Kim cheerfully whacked Thomas upside the head, and replied, "Because the card said to choose someone with a first name initial closest to mine, and K comes after J."

"Oh, well this won't be too hard," said Cora. "I'm a teenager madly in love."

"Um, Cora?" said Thomas hesitantly.

"Hm?"

"I'm the one you're madly in love with."

"WHAT?" Looks like she spoke too soon.

"Hey, Milton," said Jerry.

"What?"

"I'm an uncle! Hah! I'm supposed to be Jack's brother. My wife and I have three kids... one of them is Cora. Wow. That's not right."

"Jerry, I'm supposed to be your wife," sighed Kelsi.

Eddie beamed. "Cool! I'm a successful businessman with a beautiful wife and two kids... of which one is Thomas. Erm..."

"I'm the wife of a successful businessman with two kids... one of which is Thomas. Guess I'm your wife, then," shrugged Amanda, looking pleased. Her expression matched Eddie's.

"I'm a grandfather! Whoa, I guess I'm really wise..." Milton trailed off. "Now c'mon, who's my wife? Oh, by the way, I'm Jack's dad. Okay..."

"I'm your wife. I wonder what shade of gray I should wear tomorrow as a grandmother," replied Rachel morbidly.

"Now, now, children," reprimanded Ms. Dviatri. "Jack, Eddie, Jerry, Amanda, Kim, and Kelsi all have kids. Kim and Jack, you'll be given a fake baby with real baby behavior. Jerry, Amanda, Kelsi, and Eddie; likewise, only you'll have toddlers and maybe a baby thrown in there. Have fun, my little angels!" And with that, she swept up.
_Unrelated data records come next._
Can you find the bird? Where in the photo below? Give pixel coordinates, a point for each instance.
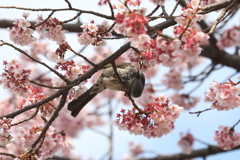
(133, 82)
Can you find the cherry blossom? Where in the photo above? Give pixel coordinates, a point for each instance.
(225, 96)
(172, 79)
(226, 138)
(184, 100)
(51, 29)
(35, 96)
(229, 38)
(155, 120)
(53, 141)
(186, 143)
(92, 34)
(5, 136)
(15, 78)
(21, 33)
(135, 150)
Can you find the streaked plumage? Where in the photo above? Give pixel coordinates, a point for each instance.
(133, 80)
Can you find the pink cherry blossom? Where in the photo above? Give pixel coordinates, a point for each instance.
(226, 138)
(5, 136)
(15, 78)
(184, 100)
(225, 96)
(51, 29)
(155, 120)
(186, 143)
(172, 79)
(229, 38)
(20, 33)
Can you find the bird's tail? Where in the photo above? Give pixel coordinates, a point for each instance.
(77, 105)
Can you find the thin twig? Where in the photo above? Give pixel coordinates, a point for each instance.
(175, 7)
(61, 9)
(35, 113)
(53, 117)
(69, 4)
(153, 11)
(218, 20)
(45, 65)
(111, 8)
(8, 154)
(66, 21)
(235, 124)
(85, 58)
(45, 20)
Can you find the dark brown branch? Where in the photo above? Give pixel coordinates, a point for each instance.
(69, 4)
(53, 117)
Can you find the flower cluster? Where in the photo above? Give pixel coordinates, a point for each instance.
(229, 38)
(21, 33)
(14, 78)
(189, 15)
(184, 100)
(51, 29)
(225, 96)
(130, 23)
(226, 138)
(135, 150)
(172, 79)
(71, 69)
(155, 120)
(5, 136)
(53, 141)
(91, 31)
(186, 143)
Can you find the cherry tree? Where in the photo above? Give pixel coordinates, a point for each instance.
(50, 71)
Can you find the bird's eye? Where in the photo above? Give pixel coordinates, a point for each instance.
(137, 88)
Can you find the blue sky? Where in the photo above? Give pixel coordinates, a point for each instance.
(92, 144)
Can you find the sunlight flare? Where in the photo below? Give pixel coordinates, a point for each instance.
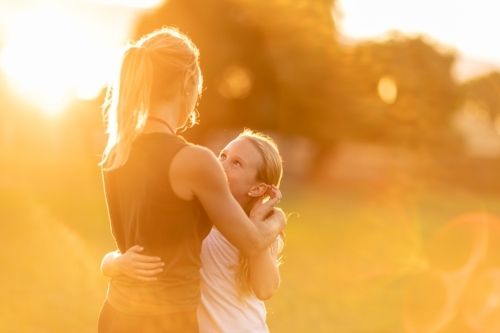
(55, 61)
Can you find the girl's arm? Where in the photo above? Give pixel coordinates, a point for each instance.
(264, 272)
(195, 172)
(132, 264)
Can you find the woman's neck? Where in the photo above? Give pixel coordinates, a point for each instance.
(167, 112)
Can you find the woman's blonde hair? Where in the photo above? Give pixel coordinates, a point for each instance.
(157, 68)
(269, 173)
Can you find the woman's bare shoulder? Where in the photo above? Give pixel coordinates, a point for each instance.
(194, 167)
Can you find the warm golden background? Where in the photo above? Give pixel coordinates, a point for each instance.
(390, 140)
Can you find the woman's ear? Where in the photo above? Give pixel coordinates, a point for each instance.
(258, 190)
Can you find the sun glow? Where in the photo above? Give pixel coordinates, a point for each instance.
(50, 60)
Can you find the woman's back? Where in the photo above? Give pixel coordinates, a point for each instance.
(144, 210)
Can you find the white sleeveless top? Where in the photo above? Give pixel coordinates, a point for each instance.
(221, 310)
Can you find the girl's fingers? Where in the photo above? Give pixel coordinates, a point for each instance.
(149, 273)
(146, 259)
(145, 279)
(136, 248)
(150, 267)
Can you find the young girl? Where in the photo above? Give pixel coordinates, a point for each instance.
(233, 286)
(164, 193)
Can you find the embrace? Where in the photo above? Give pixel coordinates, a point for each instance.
(198, 236)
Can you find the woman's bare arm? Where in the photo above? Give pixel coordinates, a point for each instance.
(264, 272)
(195, 172)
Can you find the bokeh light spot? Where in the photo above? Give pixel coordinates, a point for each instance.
(236, 82)
(387, 89)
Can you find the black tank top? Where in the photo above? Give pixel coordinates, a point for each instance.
(144, 210)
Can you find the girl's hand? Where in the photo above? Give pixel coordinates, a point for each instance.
(261, 209)
(137, 266)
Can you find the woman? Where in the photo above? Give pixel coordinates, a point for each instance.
(164, 193)
(233, 286)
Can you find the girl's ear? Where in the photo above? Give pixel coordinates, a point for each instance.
(258, 190)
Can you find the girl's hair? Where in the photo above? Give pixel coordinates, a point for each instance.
(269, 173)
(159, 67)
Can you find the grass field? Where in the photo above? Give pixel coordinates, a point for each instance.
(349, 253)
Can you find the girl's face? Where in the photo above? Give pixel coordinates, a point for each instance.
(241, 161)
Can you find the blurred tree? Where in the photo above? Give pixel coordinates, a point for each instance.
(267, 64)
(404, 92)
(484, 92)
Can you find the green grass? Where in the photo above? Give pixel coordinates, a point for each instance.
(347, 259)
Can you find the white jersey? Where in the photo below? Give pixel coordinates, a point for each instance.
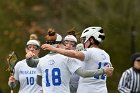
(74, 79)
(27, 78)
(95, 58)
(55, 70)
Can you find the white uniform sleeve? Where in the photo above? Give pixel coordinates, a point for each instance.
(16, 71)
(73, 64)
(39, 69)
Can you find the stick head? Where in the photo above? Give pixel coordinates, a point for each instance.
(11, 60)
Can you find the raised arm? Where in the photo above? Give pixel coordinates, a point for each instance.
(70, 53)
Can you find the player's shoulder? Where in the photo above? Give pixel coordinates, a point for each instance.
(20, 63)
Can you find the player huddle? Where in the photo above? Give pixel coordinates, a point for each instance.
(68, 67)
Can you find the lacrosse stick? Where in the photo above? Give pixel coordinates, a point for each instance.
(12, 59)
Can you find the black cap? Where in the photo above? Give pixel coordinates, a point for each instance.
(135, 56)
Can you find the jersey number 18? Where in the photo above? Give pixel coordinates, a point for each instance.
(56, 77)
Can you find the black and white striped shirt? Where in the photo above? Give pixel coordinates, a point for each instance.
(130, 81)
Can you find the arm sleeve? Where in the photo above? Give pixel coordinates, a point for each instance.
(122, 87)
(13, 84)
(31, 62)
(89, 73)
(39, 80)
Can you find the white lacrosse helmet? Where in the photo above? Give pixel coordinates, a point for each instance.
(96, 32)
(70, 38)
(33, 42)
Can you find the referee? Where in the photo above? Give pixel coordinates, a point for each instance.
(130, 79)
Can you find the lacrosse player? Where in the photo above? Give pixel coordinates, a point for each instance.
(94, 58)
(24, 74)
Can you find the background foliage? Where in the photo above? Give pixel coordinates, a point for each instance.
(20, 18)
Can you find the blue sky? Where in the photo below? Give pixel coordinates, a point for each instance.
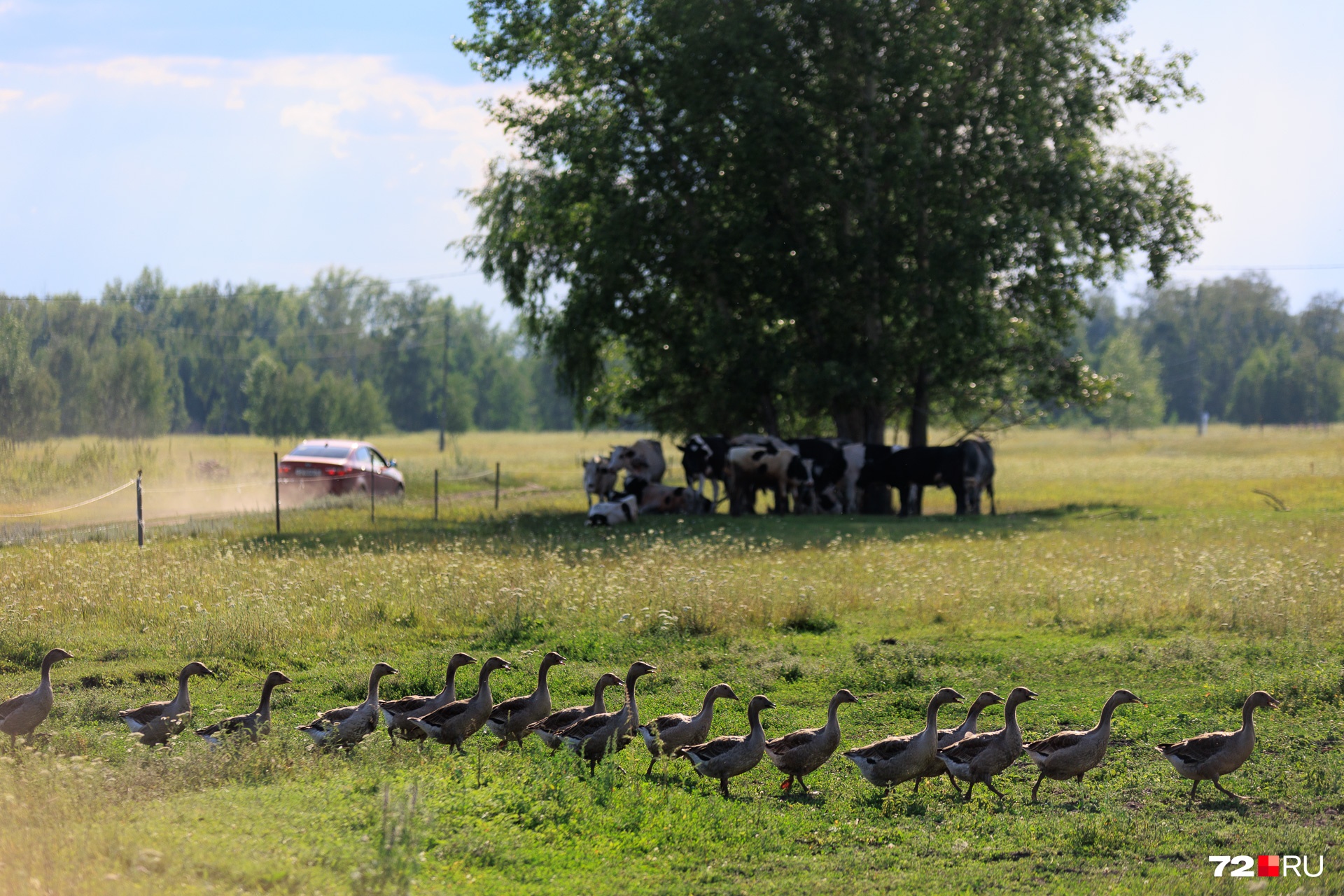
(233, 141)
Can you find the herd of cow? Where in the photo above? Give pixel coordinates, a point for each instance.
(813, 475)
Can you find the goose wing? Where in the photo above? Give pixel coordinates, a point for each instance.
(447, 713)
(968, 748)
(882, 750)
(792, 741)
(713, 750)
(503, 711)
(146, 713)
(1196, 750)
(402, 706)
(331, 718)
(559, 719)
(664, 724)
(1054, 743)
(588, 727)
(232, 723)
(11, 704)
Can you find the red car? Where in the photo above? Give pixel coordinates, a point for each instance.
(340, 466)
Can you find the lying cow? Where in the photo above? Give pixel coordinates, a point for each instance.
(598, 479)
(655, 498)
(644, 460)
(964, 468)
(755, 468)
(615, 512)
(705, 457)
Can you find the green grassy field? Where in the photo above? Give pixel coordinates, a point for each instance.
(1145, 562)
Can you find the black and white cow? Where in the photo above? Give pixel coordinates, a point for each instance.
(859, 456)
(965, 468)
(655, 498)
(615, 512)
(825, 463)
(705, 457)
(644, 460)
(753, 468)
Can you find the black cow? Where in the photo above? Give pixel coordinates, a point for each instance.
(965, 468)
(705, 457)
(979, 475)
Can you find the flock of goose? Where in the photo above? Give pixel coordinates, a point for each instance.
(592, 732)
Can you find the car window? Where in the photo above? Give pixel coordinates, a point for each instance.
(321, 450)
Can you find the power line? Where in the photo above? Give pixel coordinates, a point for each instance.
(1254, 267)
(308, 290)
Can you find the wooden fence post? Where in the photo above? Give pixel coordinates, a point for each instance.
(276, 457)
(140, 508)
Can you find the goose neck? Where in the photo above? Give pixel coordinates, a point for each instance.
(930, 718)
(834, 715)
(755, 719)
(1011, 716)
(264, 708)
(706, 708)
(374, 678)
(183, 697)
(1107, 713)
(540, 679)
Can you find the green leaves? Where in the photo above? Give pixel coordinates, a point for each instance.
(897, 181)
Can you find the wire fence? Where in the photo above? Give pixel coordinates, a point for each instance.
(17, 528)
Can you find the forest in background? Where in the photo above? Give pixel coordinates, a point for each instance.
(350, 355)
(353, 356)
(1230, 348)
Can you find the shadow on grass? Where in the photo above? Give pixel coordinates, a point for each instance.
(401, 527)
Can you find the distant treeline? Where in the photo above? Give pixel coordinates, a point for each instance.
(1228, 348)
(350, 355)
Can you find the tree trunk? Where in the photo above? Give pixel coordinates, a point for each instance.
(769, 418)
(918, 431)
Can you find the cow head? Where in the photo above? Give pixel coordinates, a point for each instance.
(635, 485)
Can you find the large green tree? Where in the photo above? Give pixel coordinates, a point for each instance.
(765, 213)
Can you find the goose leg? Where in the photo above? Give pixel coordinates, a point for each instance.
(1226, 790)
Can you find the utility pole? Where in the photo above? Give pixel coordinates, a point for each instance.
(442, 388)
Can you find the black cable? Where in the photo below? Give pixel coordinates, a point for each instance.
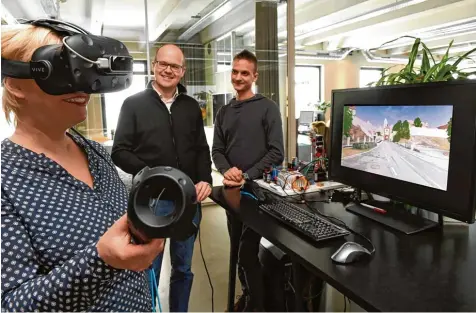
(203, 259)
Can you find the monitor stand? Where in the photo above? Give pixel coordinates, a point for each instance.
(394, 217)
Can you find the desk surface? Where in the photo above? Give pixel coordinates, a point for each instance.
(430, 271)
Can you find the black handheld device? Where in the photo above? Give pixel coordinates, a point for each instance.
(162, 183)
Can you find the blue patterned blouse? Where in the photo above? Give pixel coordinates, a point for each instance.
(51, 223)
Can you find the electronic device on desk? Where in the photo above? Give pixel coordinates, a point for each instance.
(294, 183)
(414, 144)
(313, 226)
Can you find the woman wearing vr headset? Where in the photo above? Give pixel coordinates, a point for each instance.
(65, 242)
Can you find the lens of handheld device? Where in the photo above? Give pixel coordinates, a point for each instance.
(162, 204)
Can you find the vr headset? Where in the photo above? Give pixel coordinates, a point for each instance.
(162, 182)
(82, 63)
(97, 64)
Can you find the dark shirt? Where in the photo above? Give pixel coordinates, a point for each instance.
(248, 134)
(148, 134)
(51, 223)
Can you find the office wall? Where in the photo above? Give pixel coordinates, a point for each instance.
(344, 73)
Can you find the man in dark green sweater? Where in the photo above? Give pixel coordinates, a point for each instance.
(248, 139)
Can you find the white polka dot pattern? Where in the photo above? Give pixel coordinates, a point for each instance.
(50, 225)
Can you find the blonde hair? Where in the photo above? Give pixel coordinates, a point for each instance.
(18, 44)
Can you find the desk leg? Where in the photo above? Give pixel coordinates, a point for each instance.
(298, 278)
(235, 234)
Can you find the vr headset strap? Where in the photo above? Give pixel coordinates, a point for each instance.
(15, 69)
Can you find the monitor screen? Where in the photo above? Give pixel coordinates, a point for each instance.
(404, 142)
(415, 144)
(306, 117)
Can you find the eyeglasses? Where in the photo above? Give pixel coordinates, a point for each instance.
(161, 65)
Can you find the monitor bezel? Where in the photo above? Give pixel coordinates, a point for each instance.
(458, 202)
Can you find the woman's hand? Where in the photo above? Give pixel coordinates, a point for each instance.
(115, 248)
(234, 174)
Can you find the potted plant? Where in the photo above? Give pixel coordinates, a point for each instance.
(431, 69)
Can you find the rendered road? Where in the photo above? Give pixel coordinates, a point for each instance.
(392, 160)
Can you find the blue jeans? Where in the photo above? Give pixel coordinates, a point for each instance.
(181, 253)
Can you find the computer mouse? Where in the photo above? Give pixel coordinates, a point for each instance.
(349, 252)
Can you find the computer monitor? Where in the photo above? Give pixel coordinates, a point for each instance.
(306, 117)
(412, 143)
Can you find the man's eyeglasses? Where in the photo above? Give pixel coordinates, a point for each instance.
(161, 65)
"Okay, I seriously think she's high. For realz," said Milton. Some people wondered briefly about the "for realz", but then realized that it was Milton, and shrugged.

Life will move on.

"No, I will NOT kiss you!" shrieked Cora.

"But I'm your boyfriend!" protested Thomas. "Now c'mon, sweeheart, just one kiss!"

Cora screamed.

Well, maybe life has to be stopped every once in a while.